Will Mr. Gensler continue the rapid pace set by Acting Chair Alison Herron Lee on climate change? In confirmation hearings, Mr. Gensler has indicated broad support for the ESG agenda without explicitly committing to specific actions. Congressional Republicans have already indicated concerns with the SEC becoming overly involved in environmental and social issues and are likely to push back sharply on requirements to disclose political spending and lobbying, workforce diversity metrics, and climate risks. Sen. Pat Toomey (R-PA), the ranking Republican on the Senate Banking Committee, voiced the concern that “[Mr. Gensler] will cause the SEC to use its regulatory powers to advance a liberal social agenda focused on issues such as global warming, political spending disclosures, racial inequality and diversity.” Most recently, the SEC issued a Risk Alert to the market indicating the Division of Examinations has notable concerns about what is being sold to investors as “ESG” investing.

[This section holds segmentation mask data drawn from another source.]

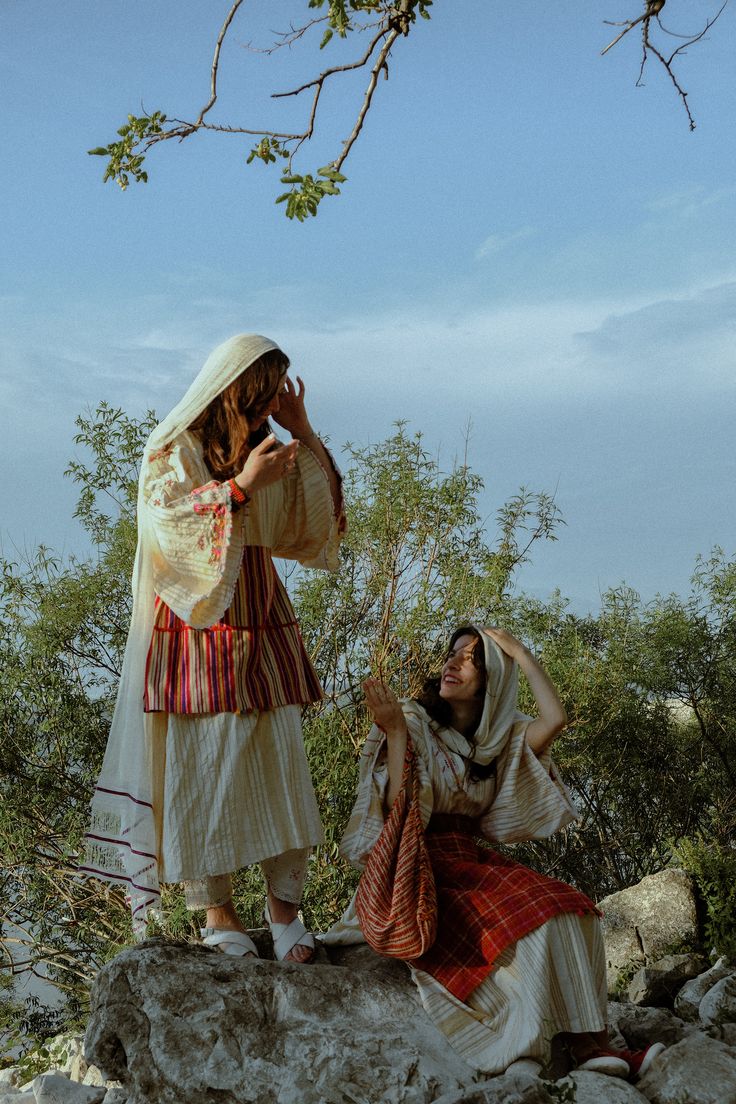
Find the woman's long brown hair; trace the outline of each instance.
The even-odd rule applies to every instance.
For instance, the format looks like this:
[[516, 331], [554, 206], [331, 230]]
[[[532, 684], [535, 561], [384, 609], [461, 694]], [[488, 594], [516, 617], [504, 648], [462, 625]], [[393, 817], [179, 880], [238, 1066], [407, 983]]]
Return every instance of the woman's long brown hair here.
[[216, 479], [238, 475], [249, 450], [270, 432], [267, 422], [252, 432], [251, 422], [277, 394], [288, 368], [289, 358], [280, 349], [263, 353], [189, 426], [202, 442], [205, 464]]
[[[478, 674], [481, 676], [481, 683], [478, 687], [478, 707], [482, 712], [483, 708], [483, 695], [486, 692], [486, 682], [488, 679], [488, 672], [486, 671], [485, 657], [483, 652], [483, 643], [477, 629], [474, 629], [472, 625], [461, 625], [459, 629], [455, 629], [454, 633], [450, 637], [450, 643], [447, 646], [447, 652], [445, 654], [445, 661], [451, 654], [456, 642], [461, 636], [472, 636], [474, 638], [473, 644], [473, 666]], [[440, 679], [428, 678], [422, 687], [421, 693], [414, 699], [418, 701], [420, 705], [424, 706], [429, 716], [433, 721], [437, 721], [438, 724], [447, 728], [452, 725], [452, 706], [449, 702], [445, 701], [440, 696]], [[480, 713], [478, 715], [480, 721]], [[474, 741], [472, 736], [467, 737], [468, 743], [471, 749], [474, 747]], [[474, 763], [472, 758], [466, 761], [465, 766], [468, 776], [473, 782], [480, 782], [483, 779], [489, 778], [496, 772], [495, 761], [488, 763], [486, 766], [481, 766], [480, 763]]]

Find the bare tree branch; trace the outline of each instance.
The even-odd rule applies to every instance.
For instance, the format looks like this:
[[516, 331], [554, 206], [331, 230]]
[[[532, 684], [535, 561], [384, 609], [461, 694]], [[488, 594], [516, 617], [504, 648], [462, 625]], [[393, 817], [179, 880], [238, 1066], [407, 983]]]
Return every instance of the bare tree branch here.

Volatility in the market may grab Mr. Gensler’s immediate attention: Mr. Gensler will be called on to address investor safety concerns related to the GameStop stock price volatility and trading platform concerns. Additionally, the SEC is likely to launch investigations into the increased popularity (and potential risks) of SPACs, cryptocurrencies, and the implosion of the Archegos Capital Management investment fund and its impact on several of the largest international banks.
Outlook: Mr. Gensler’s nomination has been viewed as more aligned with the progressive wing of the Democratic Party, and it is likely he will be a major figure in the effort to address climate change through greater disclosure. Further, he is likely to exhibit the same tough approach to regulation and enforcement seen during his time at the CFTC.